В конюшню скользнул Гермес. В обличии, надо полагать, своего сына Миртила: одежда как у возничего, в руках – упряжь. Вот только такие – коренастые, низкие, с тяжелым подбородком – обычно не порхают через порог, будто у них крылья на пятках. И глазами не косят.
– Колесница перед конюшней поставлена, слуг и конюхов я разогнал. Вообще, любопытных разогнал. И чеки в колесах проверил, вот.
Упряжь вестник богов сбросил на пол. Присел на корточки и принялся деятельно распутывать постромки.
– Ты же говорил, что не разбираешься.
– Надо же и этому научиться. Но ты лучше все-таки перепроверь.
И широкую ухмылку прячет. Губы кусает, а все равно видно, что вот-вот брякнет о том, как мне идет новый облик.
– Да, вот еще, это от Гекаты, – вестник полез за пазуху и достал небольшой кожаный мех. Говорит, будут бежать по-прежнему, а божественной сущности и не рассмотришь.
Я растянул устье и поднес мех к носу. Посмотрел на лошадей.
Одним запахом этой дряни можно было убить бессмертного.
– Подействует?
– С Посейдоновыми подействовало. Гривы дыбом встали на пару мигов – а так ничего, не сдохли.
Аластору и Никтею это не казалось правдивым: оба враждебно косились на мех в моих руках и нервно танцевали в стойлах. «Ты лучше косоглазого этого напои», – говорило их ржание.
– Так Жеребец, значит…?
– Здесь, – Гермес одним касанием мизинца распутал постромки и потер ладошки. – Дышит величием как Олимп под солнцем.
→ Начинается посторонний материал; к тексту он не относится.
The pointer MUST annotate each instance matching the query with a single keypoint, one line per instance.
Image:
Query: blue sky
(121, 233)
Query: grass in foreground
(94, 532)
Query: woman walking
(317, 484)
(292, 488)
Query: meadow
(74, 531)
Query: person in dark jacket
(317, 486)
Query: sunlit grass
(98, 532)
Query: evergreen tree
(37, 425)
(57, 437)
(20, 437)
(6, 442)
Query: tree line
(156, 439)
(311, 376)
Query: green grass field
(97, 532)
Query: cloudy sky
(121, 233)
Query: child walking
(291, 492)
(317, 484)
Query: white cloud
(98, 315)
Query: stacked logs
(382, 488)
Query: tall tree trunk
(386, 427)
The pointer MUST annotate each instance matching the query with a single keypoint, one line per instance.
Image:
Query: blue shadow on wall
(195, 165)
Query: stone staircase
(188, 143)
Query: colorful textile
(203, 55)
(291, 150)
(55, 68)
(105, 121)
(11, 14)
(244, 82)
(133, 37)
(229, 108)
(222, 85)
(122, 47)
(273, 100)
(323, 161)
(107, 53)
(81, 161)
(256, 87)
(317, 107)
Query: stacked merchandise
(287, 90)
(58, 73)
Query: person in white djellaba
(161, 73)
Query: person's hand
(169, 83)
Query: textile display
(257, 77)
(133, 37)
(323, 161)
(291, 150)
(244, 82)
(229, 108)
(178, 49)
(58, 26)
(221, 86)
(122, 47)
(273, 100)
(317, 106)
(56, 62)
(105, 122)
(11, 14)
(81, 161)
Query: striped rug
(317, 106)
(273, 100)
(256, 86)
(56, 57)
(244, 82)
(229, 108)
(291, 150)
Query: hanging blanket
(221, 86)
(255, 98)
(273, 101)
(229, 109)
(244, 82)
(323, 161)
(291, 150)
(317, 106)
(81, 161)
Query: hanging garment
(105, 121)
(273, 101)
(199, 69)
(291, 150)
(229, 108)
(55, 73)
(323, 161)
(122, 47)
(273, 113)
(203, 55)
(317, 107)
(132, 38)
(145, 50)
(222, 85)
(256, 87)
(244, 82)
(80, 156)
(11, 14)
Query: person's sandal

Видел бы ты, какого жениха я ему подобрал – чтобы облик принять! Имечко – Гиппофой[5], вот парочка-то была бы с Гипподамией! Вокруг него там уже толпа собралась. Отговаривают несчастного юношу бросать жизнь на алтарь любви. Головы на дверях дворца ему показывают. А этот, Пелопс, как его, у него в помощниках сегодня. Ползает вокруг колесницы, трясется… меня вот подкупить пытался. То есть, Миртила, конечно. Схожу, может, больше пообещает…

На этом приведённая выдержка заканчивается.